Now we use `opt -unroll-force-peel-count=2 -passes=loop-unroll` to
peel 2 iterations and insert them before the remaining loop. We
expect the key observation above not to change, but it does under the
implementation without this patch. The block frequency becomes 1.0
for the first iteration, 0.9 for the second, and 6.4 for the main loop
body. Again, a decreasing frequency is expected, but it decreases too
much: the total frequency of the original loop body becomes 8.3. The
new branch weights reveal the problem:
```
!0 = !{!"branch_weights", i32 1, i32 9}
!1 = !{!"branch_weights", i32 1, i32 8}
!2 = !{!"branch_weights", i32 1, i32 7}
```
The exit probability is now 1/10 for the first peeled iteration, 1/9
for the second, and 1/8 for the remaining loop iterations. It seems
this behavior was trying to ensure a decreasing block frequency.

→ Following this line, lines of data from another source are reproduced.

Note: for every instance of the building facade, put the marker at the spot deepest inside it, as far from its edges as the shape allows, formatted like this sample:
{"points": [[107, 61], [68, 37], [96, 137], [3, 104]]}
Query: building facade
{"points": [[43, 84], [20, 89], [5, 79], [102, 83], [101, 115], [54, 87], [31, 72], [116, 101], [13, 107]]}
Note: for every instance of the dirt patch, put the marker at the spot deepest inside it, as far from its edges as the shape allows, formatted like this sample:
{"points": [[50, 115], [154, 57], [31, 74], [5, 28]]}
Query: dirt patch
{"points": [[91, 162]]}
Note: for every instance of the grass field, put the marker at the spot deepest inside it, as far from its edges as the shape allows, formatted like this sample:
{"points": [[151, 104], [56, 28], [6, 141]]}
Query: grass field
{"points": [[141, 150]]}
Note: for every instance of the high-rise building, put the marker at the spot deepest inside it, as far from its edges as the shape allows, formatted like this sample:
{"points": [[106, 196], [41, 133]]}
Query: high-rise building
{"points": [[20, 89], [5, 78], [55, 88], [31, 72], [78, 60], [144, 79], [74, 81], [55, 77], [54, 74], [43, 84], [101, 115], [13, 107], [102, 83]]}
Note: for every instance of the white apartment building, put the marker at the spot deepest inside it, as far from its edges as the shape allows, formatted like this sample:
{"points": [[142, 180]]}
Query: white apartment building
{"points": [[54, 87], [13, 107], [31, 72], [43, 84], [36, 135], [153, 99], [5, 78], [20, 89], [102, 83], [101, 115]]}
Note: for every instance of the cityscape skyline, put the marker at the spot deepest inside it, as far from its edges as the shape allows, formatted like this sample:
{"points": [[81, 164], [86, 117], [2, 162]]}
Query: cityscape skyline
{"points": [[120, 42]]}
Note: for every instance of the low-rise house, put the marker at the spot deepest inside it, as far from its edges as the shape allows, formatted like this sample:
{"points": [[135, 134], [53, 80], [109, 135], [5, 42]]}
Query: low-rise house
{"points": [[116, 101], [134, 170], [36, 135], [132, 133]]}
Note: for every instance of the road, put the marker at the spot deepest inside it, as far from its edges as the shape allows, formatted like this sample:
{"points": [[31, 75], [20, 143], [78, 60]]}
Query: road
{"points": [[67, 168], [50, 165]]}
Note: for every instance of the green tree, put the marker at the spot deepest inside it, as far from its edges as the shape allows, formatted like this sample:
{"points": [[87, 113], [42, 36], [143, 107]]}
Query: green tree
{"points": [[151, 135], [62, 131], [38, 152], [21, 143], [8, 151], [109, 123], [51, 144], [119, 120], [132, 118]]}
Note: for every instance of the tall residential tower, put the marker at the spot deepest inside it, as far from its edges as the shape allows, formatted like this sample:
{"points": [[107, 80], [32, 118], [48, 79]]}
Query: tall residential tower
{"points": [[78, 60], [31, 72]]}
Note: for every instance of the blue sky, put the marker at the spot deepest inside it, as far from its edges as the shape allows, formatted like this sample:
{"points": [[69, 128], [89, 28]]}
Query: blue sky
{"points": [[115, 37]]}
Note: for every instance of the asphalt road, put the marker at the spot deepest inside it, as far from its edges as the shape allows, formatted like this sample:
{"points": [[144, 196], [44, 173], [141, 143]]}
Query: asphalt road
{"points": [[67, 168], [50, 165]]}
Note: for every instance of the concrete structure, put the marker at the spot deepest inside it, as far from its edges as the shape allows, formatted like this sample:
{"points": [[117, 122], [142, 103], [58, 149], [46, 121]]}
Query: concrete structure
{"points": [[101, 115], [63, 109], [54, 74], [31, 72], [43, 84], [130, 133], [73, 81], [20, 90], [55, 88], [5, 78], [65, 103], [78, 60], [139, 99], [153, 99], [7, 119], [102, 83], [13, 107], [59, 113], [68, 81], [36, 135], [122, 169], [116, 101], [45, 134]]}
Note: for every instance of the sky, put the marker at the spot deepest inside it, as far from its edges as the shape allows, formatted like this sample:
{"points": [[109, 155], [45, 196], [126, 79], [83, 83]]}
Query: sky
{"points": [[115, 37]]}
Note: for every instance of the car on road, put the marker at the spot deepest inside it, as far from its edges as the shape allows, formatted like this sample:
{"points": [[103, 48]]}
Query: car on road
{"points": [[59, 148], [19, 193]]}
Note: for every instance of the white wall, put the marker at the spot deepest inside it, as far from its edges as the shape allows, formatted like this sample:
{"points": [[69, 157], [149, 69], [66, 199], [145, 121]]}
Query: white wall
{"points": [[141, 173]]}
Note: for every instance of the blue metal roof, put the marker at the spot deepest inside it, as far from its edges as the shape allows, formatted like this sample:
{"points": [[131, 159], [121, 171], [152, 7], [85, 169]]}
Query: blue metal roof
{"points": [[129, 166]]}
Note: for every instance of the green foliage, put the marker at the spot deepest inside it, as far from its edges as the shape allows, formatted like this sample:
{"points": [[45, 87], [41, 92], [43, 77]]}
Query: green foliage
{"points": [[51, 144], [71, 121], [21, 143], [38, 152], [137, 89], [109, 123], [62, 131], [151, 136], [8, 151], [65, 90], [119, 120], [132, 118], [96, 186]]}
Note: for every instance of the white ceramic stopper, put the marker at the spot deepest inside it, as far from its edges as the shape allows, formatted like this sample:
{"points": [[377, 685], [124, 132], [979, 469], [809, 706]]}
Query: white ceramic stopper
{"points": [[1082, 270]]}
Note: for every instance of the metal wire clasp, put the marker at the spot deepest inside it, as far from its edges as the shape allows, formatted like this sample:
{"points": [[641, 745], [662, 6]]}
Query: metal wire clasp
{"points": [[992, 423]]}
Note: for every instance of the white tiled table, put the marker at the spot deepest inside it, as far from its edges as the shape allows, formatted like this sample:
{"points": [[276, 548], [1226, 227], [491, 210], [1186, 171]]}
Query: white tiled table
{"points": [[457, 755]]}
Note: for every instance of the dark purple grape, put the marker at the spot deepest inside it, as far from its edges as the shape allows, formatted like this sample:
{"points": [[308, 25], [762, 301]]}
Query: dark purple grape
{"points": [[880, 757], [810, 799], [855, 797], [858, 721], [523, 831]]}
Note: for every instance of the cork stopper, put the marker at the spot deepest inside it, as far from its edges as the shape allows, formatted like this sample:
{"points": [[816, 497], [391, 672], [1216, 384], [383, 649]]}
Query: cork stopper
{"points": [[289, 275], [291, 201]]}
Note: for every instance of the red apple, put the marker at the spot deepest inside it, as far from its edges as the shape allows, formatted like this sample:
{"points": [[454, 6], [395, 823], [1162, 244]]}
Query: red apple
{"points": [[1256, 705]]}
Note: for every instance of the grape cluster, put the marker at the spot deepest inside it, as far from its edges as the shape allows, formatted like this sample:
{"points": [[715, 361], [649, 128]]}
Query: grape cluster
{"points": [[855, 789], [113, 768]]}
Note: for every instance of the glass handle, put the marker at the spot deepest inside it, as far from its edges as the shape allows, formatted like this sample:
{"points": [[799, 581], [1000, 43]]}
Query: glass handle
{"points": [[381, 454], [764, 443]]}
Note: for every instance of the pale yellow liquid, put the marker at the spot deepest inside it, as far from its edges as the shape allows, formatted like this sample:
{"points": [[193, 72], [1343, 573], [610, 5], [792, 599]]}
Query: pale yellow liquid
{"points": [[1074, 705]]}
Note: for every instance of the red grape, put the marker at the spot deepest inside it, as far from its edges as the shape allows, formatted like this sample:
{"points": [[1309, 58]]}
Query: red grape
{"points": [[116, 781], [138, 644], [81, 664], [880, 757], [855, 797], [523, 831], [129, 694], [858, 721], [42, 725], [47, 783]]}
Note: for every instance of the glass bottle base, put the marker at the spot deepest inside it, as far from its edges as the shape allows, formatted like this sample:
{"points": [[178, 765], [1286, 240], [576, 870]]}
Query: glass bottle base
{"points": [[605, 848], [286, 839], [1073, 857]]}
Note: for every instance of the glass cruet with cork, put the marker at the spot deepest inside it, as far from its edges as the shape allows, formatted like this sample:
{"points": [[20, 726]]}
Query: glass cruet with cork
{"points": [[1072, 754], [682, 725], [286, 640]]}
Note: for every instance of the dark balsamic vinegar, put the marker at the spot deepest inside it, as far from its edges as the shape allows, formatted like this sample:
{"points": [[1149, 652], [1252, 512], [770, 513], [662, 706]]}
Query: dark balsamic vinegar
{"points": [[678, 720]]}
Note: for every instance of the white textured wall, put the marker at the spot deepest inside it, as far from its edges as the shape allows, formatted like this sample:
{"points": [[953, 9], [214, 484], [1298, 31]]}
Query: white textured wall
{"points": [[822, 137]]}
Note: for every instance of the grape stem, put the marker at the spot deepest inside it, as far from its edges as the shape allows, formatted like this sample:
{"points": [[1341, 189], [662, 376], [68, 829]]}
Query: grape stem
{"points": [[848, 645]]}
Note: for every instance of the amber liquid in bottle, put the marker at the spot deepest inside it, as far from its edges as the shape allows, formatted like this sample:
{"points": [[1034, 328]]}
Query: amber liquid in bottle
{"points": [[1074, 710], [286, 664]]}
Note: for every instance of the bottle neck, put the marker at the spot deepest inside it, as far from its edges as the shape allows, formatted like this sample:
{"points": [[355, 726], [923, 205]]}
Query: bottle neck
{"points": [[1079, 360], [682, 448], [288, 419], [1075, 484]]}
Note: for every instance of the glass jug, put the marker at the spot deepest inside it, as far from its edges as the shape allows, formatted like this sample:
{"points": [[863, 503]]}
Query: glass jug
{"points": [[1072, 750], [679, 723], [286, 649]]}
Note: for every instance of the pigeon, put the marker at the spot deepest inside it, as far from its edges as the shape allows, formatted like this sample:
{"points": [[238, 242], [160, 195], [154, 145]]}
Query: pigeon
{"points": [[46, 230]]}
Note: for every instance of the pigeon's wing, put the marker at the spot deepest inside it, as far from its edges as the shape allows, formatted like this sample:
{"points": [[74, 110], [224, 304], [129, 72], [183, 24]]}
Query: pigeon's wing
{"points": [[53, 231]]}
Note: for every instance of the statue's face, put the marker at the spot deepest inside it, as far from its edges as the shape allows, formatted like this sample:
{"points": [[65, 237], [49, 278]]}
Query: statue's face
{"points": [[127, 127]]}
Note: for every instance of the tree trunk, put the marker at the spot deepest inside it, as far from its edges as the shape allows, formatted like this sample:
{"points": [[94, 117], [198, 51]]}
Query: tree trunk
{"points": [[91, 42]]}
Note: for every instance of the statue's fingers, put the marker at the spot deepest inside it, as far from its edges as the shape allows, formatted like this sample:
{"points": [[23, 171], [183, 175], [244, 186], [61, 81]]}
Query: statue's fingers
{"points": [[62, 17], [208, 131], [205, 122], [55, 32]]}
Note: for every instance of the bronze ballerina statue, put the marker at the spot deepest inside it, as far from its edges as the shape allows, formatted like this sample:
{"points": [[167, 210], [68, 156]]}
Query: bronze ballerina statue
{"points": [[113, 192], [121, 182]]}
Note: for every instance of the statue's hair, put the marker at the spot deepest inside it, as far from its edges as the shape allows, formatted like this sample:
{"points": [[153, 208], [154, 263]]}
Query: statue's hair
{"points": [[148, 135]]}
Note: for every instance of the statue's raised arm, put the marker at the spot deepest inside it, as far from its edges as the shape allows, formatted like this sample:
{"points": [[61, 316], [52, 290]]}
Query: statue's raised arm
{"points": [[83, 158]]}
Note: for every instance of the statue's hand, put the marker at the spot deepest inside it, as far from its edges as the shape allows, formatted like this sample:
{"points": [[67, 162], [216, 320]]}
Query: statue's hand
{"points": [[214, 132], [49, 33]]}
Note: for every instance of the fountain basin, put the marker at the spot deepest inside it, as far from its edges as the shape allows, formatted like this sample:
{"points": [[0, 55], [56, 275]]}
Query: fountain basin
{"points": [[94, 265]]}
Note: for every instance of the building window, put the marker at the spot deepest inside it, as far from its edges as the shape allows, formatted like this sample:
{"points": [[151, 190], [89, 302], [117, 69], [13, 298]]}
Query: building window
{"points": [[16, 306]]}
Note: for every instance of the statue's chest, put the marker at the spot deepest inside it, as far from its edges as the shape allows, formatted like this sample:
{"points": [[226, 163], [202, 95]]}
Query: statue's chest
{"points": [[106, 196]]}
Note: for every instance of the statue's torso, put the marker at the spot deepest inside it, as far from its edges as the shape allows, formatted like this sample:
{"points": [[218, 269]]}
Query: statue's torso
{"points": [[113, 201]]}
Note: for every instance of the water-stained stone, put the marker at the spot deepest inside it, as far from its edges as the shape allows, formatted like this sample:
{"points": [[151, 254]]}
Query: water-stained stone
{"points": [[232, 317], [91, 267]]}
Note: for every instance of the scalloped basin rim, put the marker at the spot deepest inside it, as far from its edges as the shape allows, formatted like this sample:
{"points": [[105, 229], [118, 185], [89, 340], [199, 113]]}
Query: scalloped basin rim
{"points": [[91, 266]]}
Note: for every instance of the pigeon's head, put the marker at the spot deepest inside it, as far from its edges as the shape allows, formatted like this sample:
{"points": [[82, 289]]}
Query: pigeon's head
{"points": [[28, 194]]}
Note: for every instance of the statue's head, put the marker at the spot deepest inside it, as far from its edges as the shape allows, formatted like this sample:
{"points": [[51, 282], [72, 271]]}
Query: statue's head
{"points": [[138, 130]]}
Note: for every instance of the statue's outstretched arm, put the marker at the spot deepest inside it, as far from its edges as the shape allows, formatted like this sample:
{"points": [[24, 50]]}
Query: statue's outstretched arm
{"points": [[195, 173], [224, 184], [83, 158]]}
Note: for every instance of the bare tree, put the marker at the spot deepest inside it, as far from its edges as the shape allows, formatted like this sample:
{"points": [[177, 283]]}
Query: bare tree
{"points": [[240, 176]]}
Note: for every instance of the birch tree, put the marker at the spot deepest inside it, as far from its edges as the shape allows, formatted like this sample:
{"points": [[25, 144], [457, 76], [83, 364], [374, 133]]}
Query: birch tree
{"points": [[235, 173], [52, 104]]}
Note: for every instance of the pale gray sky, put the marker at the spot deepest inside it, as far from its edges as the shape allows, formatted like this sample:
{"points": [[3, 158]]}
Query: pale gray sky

However, as in the key observation above for the original loop, that
happens correctly without decreasing the branch weights across
iterations.
This patch changes the peeling implementation not to decrease the
branch weights across loop iterations so that the frequency for every
iteration is the same as it was in the original loop. The total
frequency of the loop body, summed across all its occurrences, thus
remains 10 after peeling.
Unfortunately, that change means a later analysis cannot accurately
estimate the trip count of the remaining loop while examining the
remaining loop in isolation without considering the probability of
actually reaching it. For that purpose, this patch stores the new
trip count as separate metadata named `llvm.loop.estimated_trip_count`
and extends `llvm::getLoopEstimatedTripCount` to prefer it, if
present, over branch weights.
An alternative fix is for `llvm::getLoopEstimatedTripCount` to
subtract the `llvm.loop.peeled.count` metadata from the trip count
estimated by a loop's branch weights. However, there might be other
loop transformations that still corrupt block frequencies in a similar
manner and require a similar fix. `llvm.loop.estimated_trip_count` is
intended to provide a general way to store estimated trip counts when
branch weights cannot directly store them.
This patch introduces several fixme comments that need to be addressed
before it can land.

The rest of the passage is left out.